Two makeshift kitchens provide space for cooking in small holes in the ground, a new well is being dug to supplement a water pump, and a big tent serves for prayers.

“For those who can’t pray, we have learning sessions on Monday and Friday in a special room,” said 20-year-old Suwa Leha, who serves as the camp’s unofficial leader.

Praying and reading the Muslim holy book, the Koran, was one of two conditions for admittance set by religious and group leaders, Suwa said. The other was that widows and orphans be selected from among the most vulnerable and needy.

The camp is marooned amid ponds and streams of dirty water left by the washing of clothes and dishes. Behind are thousands of dwellings in a vast refugee camp that sprang up during the crisis.

Still, the women are relieved to have their own space.

“For those with no protection, a camp like this is much safer,” said 22-year-old Rabiya Khatun, who lives there with her son. “No man can enter that easily. Also, the rooms are bigger and we have more chances of receiving some aid.”

Women and girls number about 51 percent of the distressed and traumatized Rohingya population in the Cox’s Bazar camps, the U.N. Women agency said in October.

“Women and children are also at heightened risk of becoming victims of human trafficking, sexual abuse or child and forced marriage,” it added.

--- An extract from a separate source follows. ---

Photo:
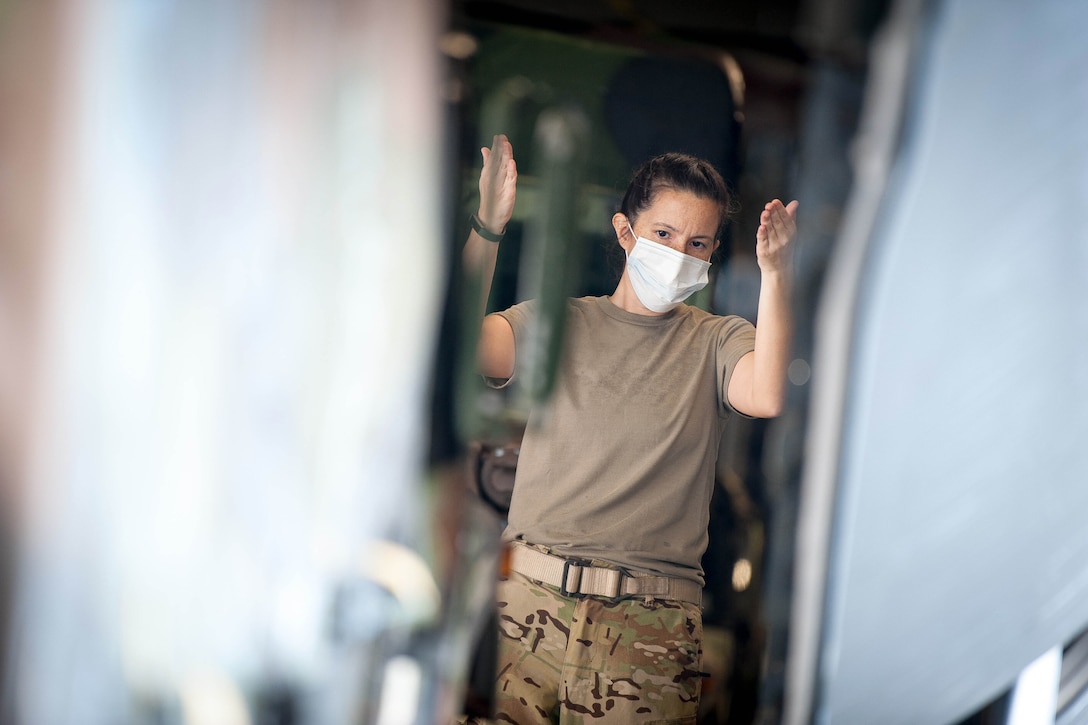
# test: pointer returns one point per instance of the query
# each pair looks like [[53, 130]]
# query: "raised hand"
[[498, 181], [778, 225]]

Women and adolescent girls aged between 13 and 20 arriving from Myanmar typically had two to four children each, it said, with some of them pregnant.

No relief agencies officially run the camp for the widows and orphans but aid groups and individuals help out.

Rihana Begum lives with her five children in a room that is bare except for a few tomatoes, some religious books and clothes. On a thin mat lies her daughter, ill with fever, but fear of missing food handouts keeps them away from the doctor.

“I’m afraid to miss aid distribution. I can’t afford to miss it,” she said on the day ration cards from the World Food Program were distributed in the camp.

This week, Myanmar said it was finalizing terms for a joint working group with Bangladesh to launch the process of safe and voluntary return of the Rohingya refugees within two months.

That may not be enough to allay Rihana Begum’s fears.

“I’m so afraid that I will never go back to Myanmar,” she said. “I would rather die here.”